Echocardiographic correlates of survival in patients with chest pain
KE Fleischmann,
L Goldman,
PA Robiolio,
RT Lee,
PA Johnson,
EF Cook,
and
TH Lee
Department of Medicine, Brigham and Women's Hospital, Boston, Massachusetts 02115.
OBJECTIVES. This study sought to identify echocardiographic predictors of survival in patients with chest pain and to assess the utility of qualitative echocardiographic data in the prognostic stratification of this cohort. BACKGROUND. The potential usefulness of echocardiographic data in prognostic stratification of patients with acute chest pain is unclear, in part because of the qualitative nature of routinely available echocardiographic readings. METHODS. The study group comprised 513 patients who underwent transthoracic two-dimensional and Doppler echocardiography within 1 month of emergency department visits for acute chest pain.
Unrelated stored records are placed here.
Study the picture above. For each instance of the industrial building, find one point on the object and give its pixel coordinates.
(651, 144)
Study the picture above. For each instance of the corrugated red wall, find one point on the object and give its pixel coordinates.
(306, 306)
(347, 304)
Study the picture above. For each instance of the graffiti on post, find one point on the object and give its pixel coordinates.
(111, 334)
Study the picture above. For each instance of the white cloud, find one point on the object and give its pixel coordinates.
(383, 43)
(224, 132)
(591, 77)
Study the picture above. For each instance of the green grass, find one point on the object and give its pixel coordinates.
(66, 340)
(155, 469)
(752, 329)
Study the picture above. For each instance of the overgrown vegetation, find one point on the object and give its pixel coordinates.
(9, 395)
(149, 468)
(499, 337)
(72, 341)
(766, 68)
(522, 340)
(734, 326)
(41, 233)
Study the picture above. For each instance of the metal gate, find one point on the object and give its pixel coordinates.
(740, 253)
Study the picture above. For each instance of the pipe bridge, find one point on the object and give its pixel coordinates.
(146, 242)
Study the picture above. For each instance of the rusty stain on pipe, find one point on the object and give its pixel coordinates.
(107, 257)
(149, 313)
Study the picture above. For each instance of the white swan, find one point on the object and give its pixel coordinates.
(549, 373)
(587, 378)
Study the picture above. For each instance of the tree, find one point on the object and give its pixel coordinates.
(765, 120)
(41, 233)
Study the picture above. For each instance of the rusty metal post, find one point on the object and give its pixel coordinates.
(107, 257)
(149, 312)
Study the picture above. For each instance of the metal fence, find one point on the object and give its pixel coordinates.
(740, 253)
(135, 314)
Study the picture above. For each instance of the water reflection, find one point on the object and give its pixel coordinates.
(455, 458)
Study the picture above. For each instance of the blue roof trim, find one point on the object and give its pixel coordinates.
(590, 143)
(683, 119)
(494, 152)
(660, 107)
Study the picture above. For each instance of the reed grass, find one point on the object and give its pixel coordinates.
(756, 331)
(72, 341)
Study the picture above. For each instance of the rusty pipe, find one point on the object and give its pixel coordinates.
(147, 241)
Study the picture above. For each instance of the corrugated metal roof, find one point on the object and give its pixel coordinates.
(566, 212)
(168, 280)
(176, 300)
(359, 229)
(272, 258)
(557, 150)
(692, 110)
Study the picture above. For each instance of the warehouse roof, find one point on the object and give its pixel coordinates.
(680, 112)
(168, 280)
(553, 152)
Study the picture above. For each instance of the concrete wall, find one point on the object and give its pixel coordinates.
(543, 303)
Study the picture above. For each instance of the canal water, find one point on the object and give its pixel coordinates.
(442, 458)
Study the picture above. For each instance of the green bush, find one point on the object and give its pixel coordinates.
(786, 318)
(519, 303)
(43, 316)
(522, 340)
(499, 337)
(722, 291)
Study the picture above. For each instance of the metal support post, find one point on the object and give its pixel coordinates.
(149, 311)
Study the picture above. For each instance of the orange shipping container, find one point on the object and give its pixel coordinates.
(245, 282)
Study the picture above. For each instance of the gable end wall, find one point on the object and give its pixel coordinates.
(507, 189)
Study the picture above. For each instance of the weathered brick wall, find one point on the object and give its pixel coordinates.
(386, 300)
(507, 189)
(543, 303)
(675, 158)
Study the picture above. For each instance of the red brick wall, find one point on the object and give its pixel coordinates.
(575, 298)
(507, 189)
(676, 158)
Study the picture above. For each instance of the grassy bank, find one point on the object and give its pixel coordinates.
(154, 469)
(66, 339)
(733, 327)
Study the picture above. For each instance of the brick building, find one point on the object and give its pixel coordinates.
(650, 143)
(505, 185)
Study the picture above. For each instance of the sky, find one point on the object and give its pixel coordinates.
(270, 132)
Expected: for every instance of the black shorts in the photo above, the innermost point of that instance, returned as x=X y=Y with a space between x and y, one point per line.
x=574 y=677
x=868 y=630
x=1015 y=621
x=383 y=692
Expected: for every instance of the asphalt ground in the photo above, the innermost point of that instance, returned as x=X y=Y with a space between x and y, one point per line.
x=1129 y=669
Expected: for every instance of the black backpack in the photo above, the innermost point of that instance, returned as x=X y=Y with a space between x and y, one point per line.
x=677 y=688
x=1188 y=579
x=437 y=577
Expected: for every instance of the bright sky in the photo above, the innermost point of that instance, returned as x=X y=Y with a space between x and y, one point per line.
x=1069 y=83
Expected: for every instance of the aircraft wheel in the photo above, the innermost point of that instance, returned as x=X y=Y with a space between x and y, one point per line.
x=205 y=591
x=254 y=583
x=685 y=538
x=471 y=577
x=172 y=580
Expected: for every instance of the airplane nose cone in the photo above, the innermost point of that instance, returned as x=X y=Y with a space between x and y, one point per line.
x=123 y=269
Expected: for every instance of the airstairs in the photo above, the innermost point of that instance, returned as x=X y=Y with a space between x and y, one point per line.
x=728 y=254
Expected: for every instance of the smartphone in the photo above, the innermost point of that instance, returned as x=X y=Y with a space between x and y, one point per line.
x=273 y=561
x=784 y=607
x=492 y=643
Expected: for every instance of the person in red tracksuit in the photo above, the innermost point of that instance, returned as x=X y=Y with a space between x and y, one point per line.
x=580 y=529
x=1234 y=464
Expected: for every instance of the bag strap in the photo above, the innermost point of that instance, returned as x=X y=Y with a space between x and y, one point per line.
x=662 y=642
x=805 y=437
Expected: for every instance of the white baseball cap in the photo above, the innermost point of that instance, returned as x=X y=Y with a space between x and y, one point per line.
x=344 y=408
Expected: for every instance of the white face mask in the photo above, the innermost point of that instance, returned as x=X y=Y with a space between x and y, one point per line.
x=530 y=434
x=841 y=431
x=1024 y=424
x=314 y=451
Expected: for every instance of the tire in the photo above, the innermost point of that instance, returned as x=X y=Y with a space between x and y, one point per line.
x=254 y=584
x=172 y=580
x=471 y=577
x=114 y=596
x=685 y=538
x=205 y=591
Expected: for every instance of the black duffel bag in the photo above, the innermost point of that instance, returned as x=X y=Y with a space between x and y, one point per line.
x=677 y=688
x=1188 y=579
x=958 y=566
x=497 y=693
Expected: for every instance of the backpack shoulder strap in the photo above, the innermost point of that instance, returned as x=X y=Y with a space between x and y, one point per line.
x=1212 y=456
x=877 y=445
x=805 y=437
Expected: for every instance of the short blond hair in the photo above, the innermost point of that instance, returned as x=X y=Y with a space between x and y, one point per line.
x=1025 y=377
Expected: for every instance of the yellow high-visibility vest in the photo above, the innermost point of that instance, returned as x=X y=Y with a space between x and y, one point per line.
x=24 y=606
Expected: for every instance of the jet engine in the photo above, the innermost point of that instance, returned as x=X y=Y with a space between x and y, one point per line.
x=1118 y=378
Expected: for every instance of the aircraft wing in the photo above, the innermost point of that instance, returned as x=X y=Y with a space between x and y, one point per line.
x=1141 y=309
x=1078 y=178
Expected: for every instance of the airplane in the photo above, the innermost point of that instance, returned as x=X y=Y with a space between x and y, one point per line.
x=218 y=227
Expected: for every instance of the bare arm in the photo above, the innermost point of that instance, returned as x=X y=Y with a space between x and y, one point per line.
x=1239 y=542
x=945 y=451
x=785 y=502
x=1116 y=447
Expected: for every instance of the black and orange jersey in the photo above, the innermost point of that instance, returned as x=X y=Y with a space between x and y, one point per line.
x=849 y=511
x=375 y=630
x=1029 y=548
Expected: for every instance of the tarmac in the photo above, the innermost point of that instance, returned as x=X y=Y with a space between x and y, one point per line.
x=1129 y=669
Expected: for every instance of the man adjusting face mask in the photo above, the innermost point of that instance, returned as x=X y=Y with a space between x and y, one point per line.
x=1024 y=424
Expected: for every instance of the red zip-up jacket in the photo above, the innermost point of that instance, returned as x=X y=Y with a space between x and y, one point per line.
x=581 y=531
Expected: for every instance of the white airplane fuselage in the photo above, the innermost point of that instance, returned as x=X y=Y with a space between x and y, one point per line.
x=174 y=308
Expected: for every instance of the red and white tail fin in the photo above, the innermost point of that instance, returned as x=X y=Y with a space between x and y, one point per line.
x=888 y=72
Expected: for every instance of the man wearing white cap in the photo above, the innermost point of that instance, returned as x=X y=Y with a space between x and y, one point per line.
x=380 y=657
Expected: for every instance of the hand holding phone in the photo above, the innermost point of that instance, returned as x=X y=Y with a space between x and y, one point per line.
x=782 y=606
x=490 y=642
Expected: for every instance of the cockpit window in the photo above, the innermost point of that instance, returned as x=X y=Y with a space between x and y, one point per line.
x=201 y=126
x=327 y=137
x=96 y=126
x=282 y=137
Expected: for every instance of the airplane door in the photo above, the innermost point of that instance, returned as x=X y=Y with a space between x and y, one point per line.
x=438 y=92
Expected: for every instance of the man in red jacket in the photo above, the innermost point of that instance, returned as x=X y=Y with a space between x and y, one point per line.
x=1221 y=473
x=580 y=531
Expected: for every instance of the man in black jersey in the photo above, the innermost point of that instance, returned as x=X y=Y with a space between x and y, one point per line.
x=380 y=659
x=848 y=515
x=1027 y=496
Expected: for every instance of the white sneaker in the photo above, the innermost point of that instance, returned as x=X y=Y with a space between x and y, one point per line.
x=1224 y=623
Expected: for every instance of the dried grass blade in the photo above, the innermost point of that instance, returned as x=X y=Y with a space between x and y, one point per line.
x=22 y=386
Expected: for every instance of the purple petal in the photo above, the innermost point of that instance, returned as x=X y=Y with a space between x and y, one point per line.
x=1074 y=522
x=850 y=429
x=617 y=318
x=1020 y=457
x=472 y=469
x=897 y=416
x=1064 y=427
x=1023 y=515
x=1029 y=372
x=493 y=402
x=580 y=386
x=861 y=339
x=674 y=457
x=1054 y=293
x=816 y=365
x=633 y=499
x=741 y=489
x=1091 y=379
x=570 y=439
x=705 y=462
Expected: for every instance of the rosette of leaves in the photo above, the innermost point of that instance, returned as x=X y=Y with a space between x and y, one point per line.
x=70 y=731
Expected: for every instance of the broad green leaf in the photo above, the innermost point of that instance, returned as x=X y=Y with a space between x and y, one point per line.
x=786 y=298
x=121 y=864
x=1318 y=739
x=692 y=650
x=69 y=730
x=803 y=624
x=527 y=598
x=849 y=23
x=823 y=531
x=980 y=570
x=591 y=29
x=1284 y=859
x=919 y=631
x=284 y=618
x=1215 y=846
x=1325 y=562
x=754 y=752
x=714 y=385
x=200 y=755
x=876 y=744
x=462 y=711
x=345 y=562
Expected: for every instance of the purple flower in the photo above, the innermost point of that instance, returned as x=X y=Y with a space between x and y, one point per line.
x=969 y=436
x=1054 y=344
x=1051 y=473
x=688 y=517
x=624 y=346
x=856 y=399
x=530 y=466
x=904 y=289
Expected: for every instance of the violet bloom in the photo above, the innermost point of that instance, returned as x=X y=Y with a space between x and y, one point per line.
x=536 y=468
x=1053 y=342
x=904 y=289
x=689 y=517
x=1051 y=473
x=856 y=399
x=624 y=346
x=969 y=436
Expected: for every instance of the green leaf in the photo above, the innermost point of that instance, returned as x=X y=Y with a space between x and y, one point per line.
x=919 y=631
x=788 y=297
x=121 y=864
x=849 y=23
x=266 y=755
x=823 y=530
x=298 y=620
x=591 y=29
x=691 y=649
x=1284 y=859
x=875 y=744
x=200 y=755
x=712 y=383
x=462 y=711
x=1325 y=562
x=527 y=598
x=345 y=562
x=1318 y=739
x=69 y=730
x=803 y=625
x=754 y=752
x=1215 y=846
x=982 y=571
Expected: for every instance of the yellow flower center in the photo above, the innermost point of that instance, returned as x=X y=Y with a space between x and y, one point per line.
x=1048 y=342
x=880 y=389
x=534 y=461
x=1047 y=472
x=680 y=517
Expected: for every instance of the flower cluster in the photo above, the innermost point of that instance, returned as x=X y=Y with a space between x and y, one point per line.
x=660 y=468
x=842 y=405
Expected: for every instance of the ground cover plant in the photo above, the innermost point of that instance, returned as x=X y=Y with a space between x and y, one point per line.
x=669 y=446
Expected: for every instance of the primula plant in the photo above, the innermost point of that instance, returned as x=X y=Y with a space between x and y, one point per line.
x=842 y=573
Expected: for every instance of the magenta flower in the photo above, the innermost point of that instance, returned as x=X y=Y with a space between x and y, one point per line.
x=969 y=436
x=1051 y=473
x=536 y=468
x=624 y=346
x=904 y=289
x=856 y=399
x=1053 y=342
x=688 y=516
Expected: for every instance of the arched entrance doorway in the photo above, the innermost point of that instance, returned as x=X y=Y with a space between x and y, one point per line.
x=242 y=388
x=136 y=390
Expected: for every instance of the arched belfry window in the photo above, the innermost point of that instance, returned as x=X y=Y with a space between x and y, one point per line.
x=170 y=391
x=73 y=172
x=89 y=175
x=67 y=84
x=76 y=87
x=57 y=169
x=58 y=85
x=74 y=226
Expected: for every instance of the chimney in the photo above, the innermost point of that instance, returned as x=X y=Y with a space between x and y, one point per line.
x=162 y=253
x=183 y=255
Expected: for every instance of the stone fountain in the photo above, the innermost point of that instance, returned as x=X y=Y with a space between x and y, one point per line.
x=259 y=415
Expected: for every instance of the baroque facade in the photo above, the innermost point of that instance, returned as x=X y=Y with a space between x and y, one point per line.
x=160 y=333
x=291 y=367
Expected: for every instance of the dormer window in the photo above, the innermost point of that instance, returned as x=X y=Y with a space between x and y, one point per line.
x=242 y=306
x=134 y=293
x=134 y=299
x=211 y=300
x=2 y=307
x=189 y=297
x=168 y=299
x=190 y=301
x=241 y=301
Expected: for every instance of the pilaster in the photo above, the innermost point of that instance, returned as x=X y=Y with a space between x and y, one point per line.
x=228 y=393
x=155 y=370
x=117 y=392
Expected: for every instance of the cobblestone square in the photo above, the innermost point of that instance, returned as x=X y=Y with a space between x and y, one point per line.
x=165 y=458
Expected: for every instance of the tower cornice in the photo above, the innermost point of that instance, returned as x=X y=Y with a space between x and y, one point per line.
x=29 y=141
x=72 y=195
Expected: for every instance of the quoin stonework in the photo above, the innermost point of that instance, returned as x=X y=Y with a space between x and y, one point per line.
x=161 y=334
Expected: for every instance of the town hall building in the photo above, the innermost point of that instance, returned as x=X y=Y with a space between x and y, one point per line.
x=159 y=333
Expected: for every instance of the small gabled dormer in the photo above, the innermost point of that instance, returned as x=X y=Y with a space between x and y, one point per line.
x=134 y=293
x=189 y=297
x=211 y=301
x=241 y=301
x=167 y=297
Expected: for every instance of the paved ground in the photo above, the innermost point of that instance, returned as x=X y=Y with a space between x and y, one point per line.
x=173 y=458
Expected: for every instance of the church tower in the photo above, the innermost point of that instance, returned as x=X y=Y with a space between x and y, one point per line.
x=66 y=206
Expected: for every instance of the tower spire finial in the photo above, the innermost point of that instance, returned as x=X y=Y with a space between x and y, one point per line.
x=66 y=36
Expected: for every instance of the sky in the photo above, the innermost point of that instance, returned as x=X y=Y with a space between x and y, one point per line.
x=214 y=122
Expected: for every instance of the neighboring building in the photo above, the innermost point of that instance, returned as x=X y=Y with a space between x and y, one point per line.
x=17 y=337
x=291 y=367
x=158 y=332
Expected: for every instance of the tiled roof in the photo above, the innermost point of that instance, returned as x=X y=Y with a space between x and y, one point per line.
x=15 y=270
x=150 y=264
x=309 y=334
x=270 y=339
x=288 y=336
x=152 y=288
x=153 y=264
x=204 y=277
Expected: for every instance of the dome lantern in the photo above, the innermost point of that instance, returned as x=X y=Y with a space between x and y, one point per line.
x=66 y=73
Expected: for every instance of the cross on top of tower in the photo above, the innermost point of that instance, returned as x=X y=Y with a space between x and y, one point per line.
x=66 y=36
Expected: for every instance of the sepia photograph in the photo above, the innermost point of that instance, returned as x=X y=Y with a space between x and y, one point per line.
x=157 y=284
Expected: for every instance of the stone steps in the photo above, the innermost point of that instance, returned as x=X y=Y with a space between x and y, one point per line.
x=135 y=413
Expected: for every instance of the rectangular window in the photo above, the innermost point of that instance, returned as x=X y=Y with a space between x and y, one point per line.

Clinical and electrocardiographic (ECG) data were recorded for these patients at the time of their initial evaluations, and echocardiographic data were subsequently obtained from the official hospital reports. Follow-up survival rate data were obtained from medical records or the Massachusetts Bureau of Vital Statistics. RESULTS. A mean of 28.5 months after the index visit, 102 patients (20%) had died, including 58 (57%) for whom the primary cause of death was cardiovascular. In analysis of routinely available qualitative echocardiographic data, left ventricular size and function, the presence of regional wall motion abnormalities, mitral regurgitation and structural abnormalities of the mitral valve were significant univariate correlates of both overall mortality and death from cardiovascular causes. Severe left ventricular dysfunction (adjusted rate ratio 3.8, 95% confidence interval [CI] 1.9-7.5) and moderate or severe mitral regurgitation (adjusted rate ratio 2.4, 95% CI 1.5-3.7) were independent predictors of mortality in a multivariate Cox regression analysis that adjusted for clinical and ECG variables. Moderate or severe left ventricular dysfunction and mitral regurgitation were predictors of mortality in the subset of patients without acute myocardial infarction. CONCLUSIONS. Qualitative echocardiographic reports of left ventricular dysfunction and mitral regurgitation were independent correlates of prognosis in patients with acute chest pain, including patients without acute myocardial infarction. Further data are needed to assess the generalizability of these findings and the implications for use of this diagnostic technology.